View Single Post
Old April 22, 2013   #3
BennB
Tomatovillian™
 
BennB's Avatar
 
Join Date: Jul 2012
Location: Seattle, Wa
Posts: 77
Default

I am certainly not a 5-1-1 pro.... I just mixed up my first batch a couple weeks ago to use this year (and I too found everything at Lowes and Home Depot - no one store had everything), but I work for a firm that does native plant restoration and I know a bit about mulch, so here are my 2 cents.

Pine bark is a very common mulch because pine forests grow in a lot of places and pine is a widely used commercial wood (and there is a lot of pine bark made as a byproduct). The main benefit of using composted pine bark is that it holds moisture well and it helps improve soils as it decomposes.

We specify bark mulch over wood chip mulch when we have drier or otherwise poor native soils. We specify uncomposted wood chip mulch when we have more moist native soils with more organic matter.

When we do specifications for planting mulch and want to use bark mulch, we generally specify "composted conifer bark mulch." In our part of the world, you can't find pine bark in bulk because there are no pine trees, but we have an abundance of fir trees and hemlock trees. I don' think the species of conifer is as important as the fact that the bark is at least lightly composted and has the correct particle size. Bark mulch usually comes as "fine" or "medium. I would say you want a "fine" bark mulch of any conifer species over a "medium" bark of the purported "correct" species, so if your hemlock mulch is the right size, I'd say use that with confidence!

Watch out...you do not want "pine bark fines." This is sold as a soil conditioner and is not the same as "fine pine bark" or "fine composted bark mulch". If you use this your 5-1-1 will be a gloppy mess.

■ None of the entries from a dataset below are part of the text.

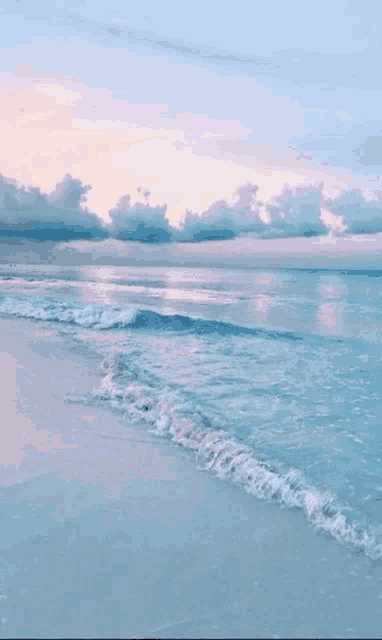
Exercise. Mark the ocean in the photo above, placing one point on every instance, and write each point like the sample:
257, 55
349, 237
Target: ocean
269, 379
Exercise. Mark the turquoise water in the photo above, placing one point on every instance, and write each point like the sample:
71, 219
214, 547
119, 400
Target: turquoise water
271, 378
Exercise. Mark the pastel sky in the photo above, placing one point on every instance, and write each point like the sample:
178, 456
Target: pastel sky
191, 100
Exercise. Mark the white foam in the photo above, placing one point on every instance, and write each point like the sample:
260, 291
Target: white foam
167, 414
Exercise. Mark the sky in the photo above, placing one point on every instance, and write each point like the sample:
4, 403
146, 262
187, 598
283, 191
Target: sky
180, 105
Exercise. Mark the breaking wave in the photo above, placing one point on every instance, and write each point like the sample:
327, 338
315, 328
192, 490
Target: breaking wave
113, 317
129, 389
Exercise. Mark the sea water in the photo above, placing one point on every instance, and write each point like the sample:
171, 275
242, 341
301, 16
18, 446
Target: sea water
271, 379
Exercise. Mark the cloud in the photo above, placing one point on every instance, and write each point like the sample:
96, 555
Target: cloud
361, 214
299, 211
139, 221
61, 215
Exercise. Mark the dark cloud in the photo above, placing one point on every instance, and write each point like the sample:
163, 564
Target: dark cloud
62, 215
26, 212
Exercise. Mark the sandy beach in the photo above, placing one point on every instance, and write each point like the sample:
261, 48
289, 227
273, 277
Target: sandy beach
108, 531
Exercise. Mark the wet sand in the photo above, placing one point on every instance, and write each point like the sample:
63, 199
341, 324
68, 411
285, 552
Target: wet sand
109, 531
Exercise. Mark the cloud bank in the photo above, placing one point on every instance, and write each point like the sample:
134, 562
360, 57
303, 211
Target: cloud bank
25, 212
304, 211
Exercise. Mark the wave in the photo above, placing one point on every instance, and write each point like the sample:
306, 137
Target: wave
130, 390
112, 317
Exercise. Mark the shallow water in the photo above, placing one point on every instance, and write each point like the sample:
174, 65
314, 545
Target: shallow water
270, 378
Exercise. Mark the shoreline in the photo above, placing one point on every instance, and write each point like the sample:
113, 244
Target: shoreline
122, 535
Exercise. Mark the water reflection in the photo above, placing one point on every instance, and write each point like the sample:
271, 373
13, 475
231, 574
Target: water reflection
331, 292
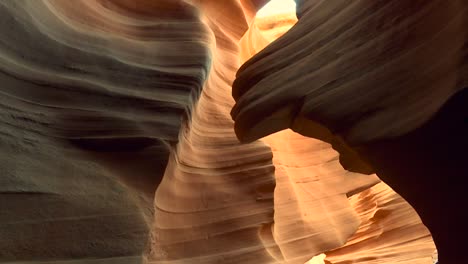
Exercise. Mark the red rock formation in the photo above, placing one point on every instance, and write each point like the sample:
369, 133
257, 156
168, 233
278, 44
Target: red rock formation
98, 96
369, 77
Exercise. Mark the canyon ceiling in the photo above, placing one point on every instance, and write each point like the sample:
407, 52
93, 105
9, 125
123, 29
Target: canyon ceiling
178, 132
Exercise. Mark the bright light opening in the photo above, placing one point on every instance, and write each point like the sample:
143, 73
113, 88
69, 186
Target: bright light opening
277, 7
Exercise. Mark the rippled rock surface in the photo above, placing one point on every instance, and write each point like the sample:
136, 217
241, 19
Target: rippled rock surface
121, 120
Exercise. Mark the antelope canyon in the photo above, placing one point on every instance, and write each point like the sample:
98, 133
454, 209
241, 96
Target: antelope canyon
233, 131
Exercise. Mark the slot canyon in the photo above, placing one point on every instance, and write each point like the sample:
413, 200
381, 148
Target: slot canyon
233, 131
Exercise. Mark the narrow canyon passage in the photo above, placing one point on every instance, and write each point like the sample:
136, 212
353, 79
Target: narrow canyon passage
234, 131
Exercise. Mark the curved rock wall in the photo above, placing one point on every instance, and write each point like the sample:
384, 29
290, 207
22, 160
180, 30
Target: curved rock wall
103, 101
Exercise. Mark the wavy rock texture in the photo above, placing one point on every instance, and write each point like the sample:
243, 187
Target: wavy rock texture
383, 82
103, 101
311, 193
93, 93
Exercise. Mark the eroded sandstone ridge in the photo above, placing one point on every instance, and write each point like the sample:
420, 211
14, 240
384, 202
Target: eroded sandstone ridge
118, 146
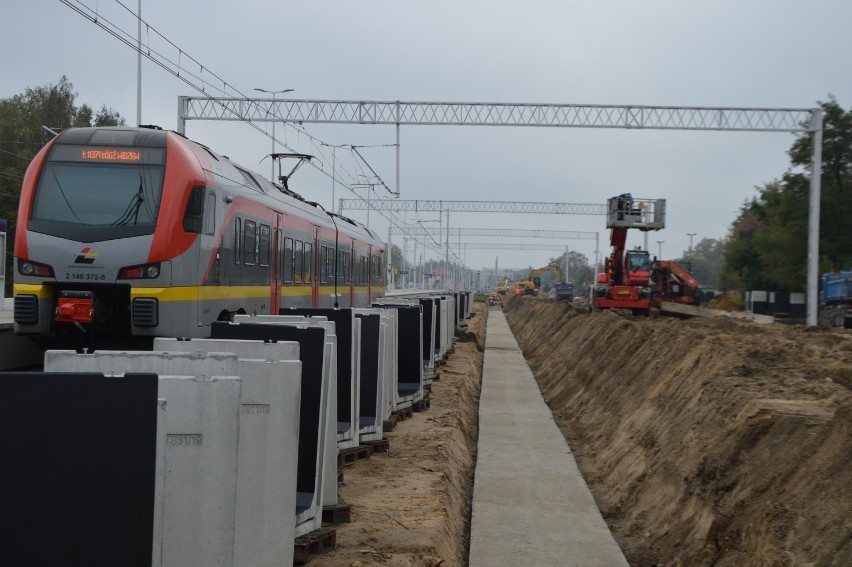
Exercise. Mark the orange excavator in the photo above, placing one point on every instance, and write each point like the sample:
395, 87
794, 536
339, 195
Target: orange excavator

The cedar mulch may also work if it is sufficiently composted, but a lot of time cedar mulch is sold in a more raw form. You can kind of tell by smelling the mulch, it should smell a bit like mushrooms or fungus, and if you rub it in your hand it should leave streaks. If it does not, it is not composted.

Also, you don't have to buy mulch it in opaque bags. Most areas have soil supply or landscape suppliers that sell composted bark mulch in bulk. You can go to the yard and see the pile before you buy (although most places only sell this in cubic yard quantities, so bring a pick up!

The ProMix is a good product. I potted up all my starts in ProMix HP with Mycrorrizae and plan to put these plants in 5-1-1 in 5 gallon buckets. The main downside of ProMix is it is about 5x to 8x more expensive as home mixed 5-1-1 and the BX does not drain like the 5-1-1 is suppose to do, which is why I went with the HP version.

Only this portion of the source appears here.